Although SMC2 has a central role in chromosome organization and segregation, its function in embryonic development is not fully understood. Its homozygous state results in lethal embryos, and depletion of the gene leads to a small liver phenotype in SMC2-/ mice. The gene was also deleted using a CRISPR/Cas9-dependent gene knockout approach.

The genes responsible for these phenotypes have been identified by using fluorescent microscope. Inbred fish were used to generate (SMC2-/-; p53-/-) mutants. The resulting embryos were identified using dsRed fluorescence. In addition to dsRed fluorescence, tail-PCR was performed on 96-hpf embryos to determine genotype.
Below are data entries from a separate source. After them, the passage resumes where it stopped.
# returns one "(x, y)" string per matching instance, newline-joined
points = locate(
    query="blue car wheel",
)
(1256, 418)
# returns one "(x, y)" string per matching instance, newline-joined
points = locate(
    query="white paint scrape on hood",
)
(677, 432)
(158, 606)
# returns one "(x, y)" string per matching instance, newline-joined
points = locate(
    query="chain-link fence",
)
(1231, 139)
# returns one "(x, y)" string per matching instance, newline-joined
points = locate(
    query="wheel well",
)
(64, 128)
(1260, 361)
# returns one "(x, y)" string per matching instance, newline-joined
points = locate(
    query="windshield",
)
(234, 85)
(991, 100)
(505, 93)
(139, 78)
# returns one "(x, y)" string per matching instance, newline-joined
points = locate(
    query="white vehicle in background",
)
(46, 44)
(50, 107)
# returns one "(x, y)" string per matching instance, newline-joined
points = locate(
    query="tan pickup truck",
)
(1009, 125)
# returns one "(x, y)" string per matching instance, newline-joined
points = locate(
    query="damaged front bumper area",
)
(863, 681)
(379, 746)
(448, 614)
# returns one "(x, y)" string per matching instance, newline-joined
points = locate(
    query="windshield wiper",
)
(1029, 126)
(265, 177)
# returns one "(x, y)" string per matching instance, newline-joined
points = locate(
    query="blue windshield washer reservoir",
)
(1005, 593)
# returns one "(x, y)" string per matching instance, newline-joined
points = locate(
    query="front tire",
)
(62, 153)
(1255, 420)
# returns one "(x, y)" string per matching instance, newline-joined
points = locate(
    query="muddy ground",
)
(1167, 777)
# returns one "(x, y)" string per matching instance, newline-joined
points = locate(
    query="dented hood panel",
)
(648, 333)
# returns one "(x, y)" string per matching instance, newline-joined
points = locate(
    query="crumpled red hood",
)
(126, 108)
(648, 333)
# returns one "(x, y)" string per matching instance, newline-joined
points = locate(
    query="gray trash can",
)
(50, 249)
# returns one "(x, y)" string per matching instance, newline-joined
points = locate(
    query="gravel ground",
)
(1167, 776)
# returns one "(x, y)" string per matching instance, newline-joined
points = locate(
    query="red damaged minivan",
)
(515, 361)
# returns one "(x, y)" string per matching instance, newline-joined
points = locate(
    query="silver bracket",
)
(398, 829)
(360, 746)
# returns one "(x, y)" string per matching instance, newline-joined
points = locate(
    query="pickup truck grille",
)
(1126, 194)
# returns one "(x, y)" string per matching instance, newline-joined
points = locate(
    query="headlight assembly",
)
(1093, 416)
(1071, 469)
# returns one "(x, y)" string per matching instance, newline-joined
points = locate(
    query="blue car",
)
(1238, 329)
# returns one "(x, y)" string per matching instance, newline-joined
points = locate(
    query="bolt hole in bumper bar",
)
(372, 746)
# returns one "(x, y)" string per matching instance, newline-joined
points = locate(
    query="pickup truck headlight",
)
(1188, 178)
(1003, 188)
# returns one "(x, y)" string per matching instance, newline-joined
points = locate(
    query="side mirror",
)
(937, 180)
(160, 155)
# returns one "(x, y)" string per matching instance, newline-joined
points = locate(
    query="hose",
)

Loss of SMC2 in early developing embryos results in blockages of cell cycles in the M-phase. This leads to defects in chromosome segregation. Consequently, SMC2-/ embryos have smaller livers than WT embryos. In addition, liver size in SMC2-/ embryos is reduced by more than half compared to WT embryos.

Mutations in Smc proteins are associated with chromosomal abnormalities, but their function is still unknown. In fruit flies, Smc5/6 function was studied. Loss of Smc5/6 caused an arrest in embryo development and considerable delay in embryonic development. It was also associated with increased anaphase-bridge formation. However, these findings require further investigation.

It is unknown whether the absence of SMC2 leads to a lethal phenotype in early development. Loss of the gene does not affect liver bud expression in the early stages of development, although it inhibits the expansion of the liver bud. However, the loss of SMC2 causes an increased amount of g-H2AX foci in the liver.